Accordingly, the Court denies Local 626's request for a declaratory judgment in its favor and enters a favorable judgment on DCA's counterclaim.

Submit order.

NOTES

[1] DCA is an association consisting of numerous member employers engaged in the construction industry within the State of Delaware and surrounding states.

[2] Agreement United Brotherhood Of Carpenters And Joiners Of America, Local Union No. 626 (AFL-CIO) 1965-1969 (Docket Item 9).

[3] Agreement United Brotherhood Of Carpenters And Joiners Of America, Local Union No. 626 (AFL-CIO) 1969-1971 (Docket Item 9).

[4] Complaint, Paragraph 8, Docket Item 1.

[5] Plaintiff's Tr. Ex. 1.

[6] Plaintiff's Tr. Ex. 2.

[7] Tr. 21.

[8] Tr. 21, 37.

[9] The account of every employee is in the sole name of that employee and is separate from the account of every other employee. The original account is established for each employee only when WSFS has been supplied with a signature card bearing, among other things, the employee's signature and his social security number. The responsibility for seeing that the signature cards are executed by each employee apparently lies with the union. In some instances, however, these cards may not be returned by the union so that there might exist some accounts for which no signature card has ever been filed. (Tr. 35-37).

[10] Clause (B) of the proviso to clause (5) of subsection (c) of Section 302 reads: "The detailed basis on which such payments are to be made is specified in a written agreement with the employer, and employees and employers are equally represented in the administration of such fund, together with such neutral persons as the representatives of the employers and the representatives of employees may agree upon and in the event the employer and employee groups deadlock on the administration of such fund and there is no neutral persons empowered to break such deadlock, such agreement provides that the two groups shall agree on an impartial umpire to decide such dispute, or in event of their failure to agree within a reasonable length of time, an impartial umpire to decide such dispute shall, on petition of either group, be appointed by the district court of the United States for the district where the trust fund has its principal office, and shall also contain provisions for an annual audit of the trust fund, a statement of the results of which shall be available for inspection by interested persons at the principal office of the trust fund and at such other places as may be designated in such written agreement."

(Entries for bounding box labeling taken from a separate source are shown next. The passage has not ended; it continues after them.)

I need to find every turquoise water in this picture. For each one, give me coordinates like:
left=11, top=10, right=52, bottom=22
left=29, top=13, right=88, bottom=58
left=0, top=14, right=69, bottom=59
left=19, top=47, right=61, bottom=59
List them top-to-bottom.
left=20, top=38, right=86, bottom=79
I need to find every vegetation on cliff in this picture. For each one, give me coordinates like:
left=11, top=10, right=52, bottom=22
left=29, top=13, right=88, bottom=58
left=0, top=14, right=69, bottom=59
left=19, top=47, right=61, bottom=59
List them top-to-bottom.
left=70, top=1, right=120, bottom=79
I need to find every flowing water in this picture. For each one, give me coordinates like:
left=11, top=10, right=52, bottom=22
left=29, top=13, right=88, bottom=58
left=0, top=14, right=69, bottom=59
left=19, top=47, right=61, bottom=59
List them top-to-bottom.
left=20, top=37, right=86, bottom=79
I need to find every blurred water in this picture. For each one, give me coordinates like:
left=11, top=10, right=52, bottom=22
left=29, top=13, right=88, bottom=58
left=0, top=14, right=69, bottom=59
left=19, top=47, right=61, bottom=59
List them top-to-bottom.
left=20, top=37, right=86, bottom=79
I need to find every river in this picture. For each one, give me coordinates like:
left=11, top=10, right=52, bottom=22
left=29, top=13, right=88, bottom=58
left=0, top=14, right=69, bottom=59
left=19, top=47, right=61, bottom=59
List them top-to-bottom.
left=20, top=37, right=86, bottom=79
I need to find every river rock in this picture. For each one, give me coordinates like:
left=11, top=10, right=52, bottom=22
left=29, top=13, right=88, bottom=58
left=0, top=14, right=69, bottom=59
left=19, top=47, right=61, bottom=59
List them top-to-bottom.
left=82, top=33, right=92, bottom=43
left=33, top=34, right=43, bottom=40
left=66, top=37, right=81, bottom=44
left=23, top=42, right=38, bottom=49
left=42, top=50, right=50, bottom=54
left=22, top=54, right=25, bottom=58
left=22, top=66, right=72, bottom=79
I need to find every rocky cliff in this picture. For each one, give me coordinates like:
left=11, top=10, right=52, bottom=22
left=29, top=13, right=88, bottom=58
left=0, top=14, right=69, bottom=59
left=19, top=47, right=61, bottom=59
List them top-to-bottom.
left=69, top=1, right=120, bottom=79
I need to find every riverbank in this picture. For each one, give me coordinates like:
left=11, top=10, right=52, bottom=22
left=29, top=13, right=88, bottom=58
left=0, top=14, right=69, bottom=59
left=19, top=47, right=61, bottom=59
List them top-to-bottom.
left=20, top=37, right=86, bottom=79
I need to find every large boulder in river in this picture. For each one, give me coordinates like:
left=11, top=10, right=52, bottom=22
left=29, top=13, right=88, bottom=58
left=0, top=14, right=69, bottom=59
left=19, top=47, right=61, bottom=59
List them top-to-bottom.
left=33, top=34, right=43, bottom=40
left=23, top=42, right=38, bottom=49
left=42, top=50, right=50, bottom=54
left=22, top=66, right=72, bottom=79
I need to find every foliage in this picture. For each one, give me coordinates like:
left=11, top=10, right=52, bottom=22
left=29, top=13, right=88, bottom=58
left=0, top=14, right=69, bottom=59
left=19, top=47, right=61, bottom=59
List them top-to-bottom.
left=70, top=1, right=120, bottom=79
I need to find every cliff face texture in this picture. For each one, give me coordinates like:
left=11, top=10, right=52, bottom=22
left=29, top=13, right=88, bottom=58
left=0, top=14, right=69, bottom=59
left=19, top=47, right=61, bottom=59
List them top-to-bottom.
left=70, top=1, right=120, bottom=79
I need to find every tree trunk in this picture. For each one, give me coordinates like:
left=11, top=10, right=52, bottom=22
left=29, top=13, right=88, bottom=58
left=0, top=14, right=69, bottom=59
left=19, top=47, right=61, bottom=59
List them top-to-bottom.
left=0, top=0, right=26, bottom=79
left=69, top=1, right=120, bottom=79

[11] Plaintiff concedes that the vacation fund is not maintained as a § 302(c) (5) (B) trust fund. (Pl.Reply Brief, p. 15, Docket Item 16).

[12] The legislative history is quite clear on this point. It states: "By enacting a general prohibition on employer payments and then setting forth specific exceptions, Congress impliedly prohibited payments for any purpose not specifically excepted." U.S.Code Congressional and Administrative News, Vol. 1, p. 1160 (1969).

[13] Senate Report No. 105 on S. 1126, Supplemental Views.

[14] Tr. 95.

[15] Tr. 133.

[16] It is of no consequence to the decision of this Court that the union members of Local 626 authorized the collective bargaining agreements providing for the vacation plan in question. The essential purpose of the Act is to keep such large sums of employee earned money out of the sole control of union officials. Once the agreements were approved the day-to-day control over the fund rested solely with union leadership, the exact end the Act seeks to eschew. Furthermore, the Court notes that the case of Independent Association of Mutual Employees of New York State v. The New York Racing Association, 398 F.2d 587 (C.A. 2, 1968) has no application to the facts of this case. In that case the welfare or trust fund was established by the employer under a plan which made it impossible for the representative of the employees who participated in the administration of the plan to use any funds as they saw fit, or to authorize any use of the funds without the employer's consent. The dangers the Act sought to restrict were not present. This is not true in this case.